Battery Fire Water Demand Planner

Size temporary water supply for lithium-ion battery incidents. Enter the battery’s stored energy, the gallons per MWh recommended by your fire engineer, and the attack duration to reveal the pump rate you must source beyond the water already staged on-site.

Nameplate usable energy of the rack, container, or ESS zone.
Fire engineer guideline for gallons needed per megawatt-hour of lithium-ion energy.
Continuous application window fire crews plan to flow water.
Defaults to 0. Enter dedicated tank or hydrant capacity already staged.

Pre-planning aid only—coordinate with fire protection engineers, AHJs, and insurers before finalizing ESS suppression design.

Examples

  • 3.2 MWh system, 4,500 gal/MWh, 4-hour flow, 2,500 gallons on-site ⇒ 49.58 gpm additional pump capacity
  • 1.5 MWh system, 3,500 gal/MWh, 3-hour flow, no stored water ⇒ 29.17 gpm additional pump capacity

FAQ

Can I convert the result into tanker truck counts?

Multiply the gpm output by the suppression duration to recover total gallons, then divide by your tanker capacity to see how many deliveries are required beyond the on-site supply.

What if I use water-mist or clean-agent systems?

Adjust the gallons-per-MWh input to match the agent volume your suppression design requires. The calculator treats the value generically so it can handle alternative media.

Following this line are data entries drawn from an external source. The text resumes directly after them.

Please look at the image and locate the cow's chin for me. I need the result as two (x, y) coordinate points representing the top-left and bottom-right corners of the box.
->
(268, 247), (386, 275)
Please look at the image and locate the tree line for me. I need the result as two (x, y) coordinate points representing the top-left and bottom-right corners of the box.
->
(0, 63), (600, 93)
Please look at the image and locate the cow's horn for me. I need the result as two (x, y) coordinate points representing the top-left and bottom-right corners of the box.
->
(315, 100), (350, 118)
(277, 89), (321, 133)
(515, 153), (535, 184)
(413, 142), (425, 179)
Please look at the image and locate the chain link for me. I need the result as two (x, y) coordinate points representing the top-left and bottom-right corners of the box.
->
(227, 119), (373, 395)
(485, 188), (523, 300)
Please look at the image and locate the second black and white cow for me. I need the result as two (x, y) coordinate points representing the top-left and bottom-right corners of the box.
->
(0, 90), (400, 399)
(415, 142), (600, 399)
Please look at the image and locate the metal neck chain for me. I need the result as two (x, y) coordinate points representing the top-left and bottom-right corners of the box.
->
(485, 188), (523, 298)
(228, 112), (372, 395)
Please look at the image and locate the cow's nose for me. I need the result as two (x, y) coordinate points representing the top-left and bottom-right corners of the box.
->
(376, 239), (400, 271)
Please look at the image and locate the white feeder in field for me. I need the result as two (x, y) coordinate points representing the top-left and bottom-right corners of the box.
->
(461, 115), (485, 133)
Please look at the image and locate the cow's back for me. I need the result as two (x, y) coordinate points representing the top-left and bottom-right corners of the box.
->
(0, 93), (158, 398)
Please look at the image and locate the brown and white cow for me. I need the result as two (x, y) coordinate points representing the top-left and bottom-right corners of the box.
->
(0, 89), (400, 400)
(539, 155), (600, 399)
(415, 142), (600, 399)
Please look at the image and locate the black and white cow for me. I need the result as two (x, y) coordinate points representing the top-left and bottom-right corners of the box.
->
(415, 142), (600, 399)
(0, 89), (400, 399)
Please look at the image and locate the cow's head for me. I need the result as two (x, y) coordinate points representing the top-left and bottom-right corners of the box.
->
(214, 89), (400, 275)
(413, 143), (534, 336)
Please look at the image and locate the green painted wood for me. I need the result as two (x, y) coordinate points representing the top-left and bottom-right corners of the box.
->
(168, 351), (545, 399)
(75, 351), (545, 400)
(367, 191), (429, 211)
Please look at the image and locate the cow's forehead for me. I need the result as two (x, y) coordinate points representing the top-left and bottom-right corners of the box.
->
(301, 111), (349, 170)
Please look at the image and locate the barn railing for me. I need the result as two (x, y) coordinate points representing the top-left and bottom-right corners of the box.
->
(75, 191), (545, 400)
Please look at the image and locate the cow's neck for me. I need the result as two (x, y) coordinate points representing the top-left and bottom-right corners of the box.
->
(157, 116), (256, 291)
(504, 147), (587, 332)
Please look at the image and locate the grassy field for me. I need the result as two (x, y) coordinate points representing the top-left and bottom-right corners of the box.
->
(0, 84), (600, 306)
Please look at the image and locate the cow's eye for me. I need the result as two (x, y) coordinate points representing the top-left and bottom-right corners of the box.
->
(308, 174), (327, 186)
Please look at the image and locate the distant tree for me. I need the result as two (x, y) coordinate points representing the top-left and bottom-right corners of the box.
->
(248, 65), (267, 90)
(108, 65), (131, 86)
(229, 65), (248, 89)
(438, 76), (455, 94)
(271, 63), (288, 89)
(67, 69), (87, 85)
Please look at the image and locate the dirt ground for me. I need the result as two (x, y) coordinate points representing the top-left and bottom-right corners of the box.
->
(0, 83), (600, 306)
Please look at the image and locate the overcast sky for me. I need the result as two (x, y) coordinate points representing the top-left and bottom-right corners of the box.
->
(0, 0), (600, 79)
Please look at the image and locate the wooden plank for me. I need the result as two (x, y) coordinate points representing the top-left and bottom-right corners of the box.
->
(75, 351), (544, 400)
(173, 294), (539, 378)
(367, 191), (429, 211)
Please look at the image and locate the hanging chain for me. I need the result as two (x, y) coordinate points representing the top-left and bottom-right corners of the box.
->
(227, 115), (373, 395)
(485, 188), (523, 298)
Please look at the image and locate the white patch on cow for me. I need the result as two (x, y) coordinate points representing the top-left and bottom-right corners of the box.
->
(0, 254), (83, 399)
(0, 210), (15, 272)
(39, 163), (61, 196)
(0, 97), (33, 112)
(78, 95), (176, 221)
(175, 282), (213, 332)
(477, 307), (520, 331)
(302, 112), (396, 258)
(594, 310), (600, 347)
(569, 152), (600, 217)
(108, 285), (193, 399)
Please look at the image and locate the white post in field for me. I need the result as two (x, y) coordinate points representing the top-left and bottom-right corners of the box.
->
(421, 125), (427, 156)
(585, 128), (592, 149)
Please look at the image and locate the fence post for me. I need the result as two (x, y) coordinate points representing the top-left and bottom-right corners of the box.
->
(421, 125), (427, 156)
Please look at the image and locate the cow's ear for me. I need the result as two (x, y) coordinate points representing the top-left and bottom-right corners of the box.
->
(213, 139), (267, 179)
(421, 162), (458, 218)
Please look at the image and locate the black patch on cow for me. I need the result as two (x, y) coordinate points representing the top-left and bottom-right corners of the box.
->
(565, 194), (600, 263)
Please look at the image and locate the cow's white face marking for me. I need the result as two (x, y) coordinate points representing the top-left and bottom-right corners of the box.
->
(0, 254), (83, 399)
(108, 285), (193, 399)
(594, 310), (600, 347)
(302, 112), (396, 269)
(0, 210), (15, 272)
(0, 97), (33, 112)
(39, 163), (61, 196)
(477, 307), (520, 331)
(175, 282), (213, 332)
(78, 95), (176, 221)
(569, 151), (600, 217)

Does this include sprinkler demand?

No. Add this flow on top of building sprinkler or hydrant calculations to ensure pumps and mains can support concurrent demands during an ESS fire.

Additional Information

  • Total gallon demand equals energy × gallons-per-MWh guidance before subtracting on-site reserves.
  • Duration converts the remaining gallons into an average flow requirement in gallons per minute.
  • Use local fire code, NFPA 855 guidance, or insurer recommendations to pick the gallons-per-MWh factor.